One day, some months after his death, I was standing at his graveside weeping and hurting more deeply than I could have imagined possible, when I became somehow mystically aware of a holy Presence – Jesus was with me. I did not see or hear anything, no hallucinations or visions occurred, it was more an inner feeling than anything else – a feeling a skeptic would attribute to my parental grief. Nevertheless, in my heart I know the Presence was real and that my Lord was sobbing with me, doubled over with His arm about my shoulder, He wept like He did at Lazarus’ tomb, and in that instant, I knew that Elliott’s tragic decision had wounded the heart of God as deeply if not more deeply than it had my own. In a profound yet ineffable way, I understood that the universe was hard-wired in such a way that prevented God from preventing such tragedies, but that, far from aloof, He was touched by the feeling of our infirmities, a Man of sorrows and personally acquainted with grief who participates with us in our suffering with an empathy that is deep and lasting. At that realization, I stopped ranting against God for His failure in preventing Elliott’s death, and began to accept the participatory fellowship of His love.

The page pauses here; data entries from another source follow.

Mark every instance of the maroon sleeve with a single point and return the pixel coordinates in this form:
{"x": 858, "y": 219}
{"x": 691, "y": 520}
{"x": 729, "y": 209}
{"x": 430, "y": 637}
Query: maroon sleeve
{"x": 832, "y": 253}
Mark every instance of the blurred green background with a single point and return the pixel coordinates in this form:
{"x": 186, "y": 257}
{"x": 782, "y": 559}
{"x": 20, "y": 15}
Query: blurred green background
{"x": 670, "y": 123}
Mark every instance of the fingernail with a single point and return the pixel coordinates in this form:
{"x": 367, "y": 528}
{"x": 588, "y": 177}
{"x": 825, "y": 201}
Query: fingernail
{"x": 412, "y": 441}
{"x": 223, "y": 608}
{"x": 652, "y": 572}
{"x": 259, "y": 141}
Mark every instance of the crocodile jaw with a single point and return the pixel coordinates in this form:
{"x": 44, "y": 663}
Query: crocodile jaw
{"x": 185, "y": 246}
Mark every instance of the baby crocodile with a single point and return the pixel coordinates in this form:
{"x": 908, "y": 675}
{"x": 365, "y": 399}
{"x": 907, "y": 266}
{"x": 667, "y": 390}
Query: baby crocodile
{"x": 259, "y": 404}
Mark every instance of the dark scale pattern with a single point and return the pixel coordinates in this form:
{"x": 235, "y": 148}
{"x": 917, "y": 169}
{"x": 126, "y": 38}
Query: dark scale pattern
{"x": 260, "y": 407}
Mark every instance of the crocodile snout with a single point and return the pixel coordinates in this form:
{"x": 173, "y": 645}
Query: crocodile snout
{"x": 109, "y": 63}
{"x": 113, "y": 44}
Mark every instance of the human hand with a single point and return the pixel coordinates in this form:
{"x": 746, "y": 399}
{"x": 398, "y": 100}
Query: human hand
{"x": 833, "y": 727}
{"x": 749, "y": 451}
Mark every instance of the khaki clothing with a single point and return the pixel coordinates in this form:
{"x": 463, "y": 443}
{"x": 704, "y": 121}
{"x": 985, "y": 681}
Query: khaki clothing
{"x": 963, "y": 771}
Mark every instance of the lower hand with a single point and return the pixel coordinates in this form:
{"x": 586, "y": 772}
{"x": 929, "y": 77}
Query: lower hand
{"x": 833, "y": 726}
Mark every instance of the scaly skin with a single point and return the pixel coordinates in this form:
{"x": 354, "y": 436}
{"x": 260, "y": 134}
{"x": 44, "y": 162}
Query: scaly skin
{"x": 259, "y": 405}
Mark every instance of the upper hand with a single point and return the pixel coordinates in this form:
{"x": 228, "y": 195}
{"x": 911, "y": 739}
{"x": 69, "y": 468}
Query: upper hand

In spite of our best efforts and most fervent prayers, some suicides will not be prevented and loved ones will be left behind to cope as best they can. When a person in your circle of acquaintances loses a loved one to suicide, you can help by:

  1. Being present with the bereaved person – just be there; you do not need to know what to say, in fact, you do not need to say anything, just be there and stay there; hold them, cry with them, hug them, weep with those who weep.

  1. Doing little things to help. When a loved one dies suddenly and tragically, we often feel overwhelmed and in a state of shock that makes even the most menial tasks difficult to accomplish. Having someone there to take out the trash, fix the meals, wash the dishes, do the laundry, pay the bills, and change the oil in the car, can be a great comfort.

  1. Knowing the stages of grief. Bereaved people universally feel hurt, sorrow, sadness, loneliness, loss, emptiness, isolation, confusion, anger, intrapsychic pain, fear, anxiety, numbness, seasons of denial, self-blame, victimized, and hopeless. Because everyone is an individual and no one had precisely the same relationship to the deceased other than the particular bereaved, everyone grieves differently – some feel all of the motions listed above intensely and profoundly, others feel them sequentially, others seem to major on one for long periods of time, some show their feelings, others hide them well; but, unless there was no love, all grieve. It is normal for bereaved parents who have lost a child suddenly and unexpectedly to feel these feelings intensely for at least five years after the death of their child. Spouses typically feel these losses for at least three years. There is no time-limit on grief – people need to feel whatever they are feeling for as long as they feel it, and they need to have someone with them for the journey who accepts the validity of those feelings, is nonjudgmental and forgiving, and can offer more love and support than hollow answers or well intentioned Bible verses.

  1. Speaking of the Bible, I have discovered personally and seen it confirmed in the lives of others, that most often believers are most profoundly affected by the Book of Psalms as they journey through the difficult work of grief, because the Psalms contain the entire spectrum of human emotion without religious platitude.

If we are willing to courageously face the problem of suicide directly and collectively confront it politically, pedagogically, sociologically, psychologically, medically, and religiously, we will positively impact our world with the healing ramifications of the Gospel by which we live, and in the process save lives and alleviate the suffering of the bereaved around us.

(Statistics and professional information for this article were taken from the Harvard Medical School “Guide to Suicide Assessment and Intervention” (Douglas G. Jacobs, M.D., Editor, Jossey-Bass Publishers, San Francisco, 1999) and from the National Center for Health Statistics of the United States government, “National Vital Statistics, Volume 47, Number 19, June 30, 1999”).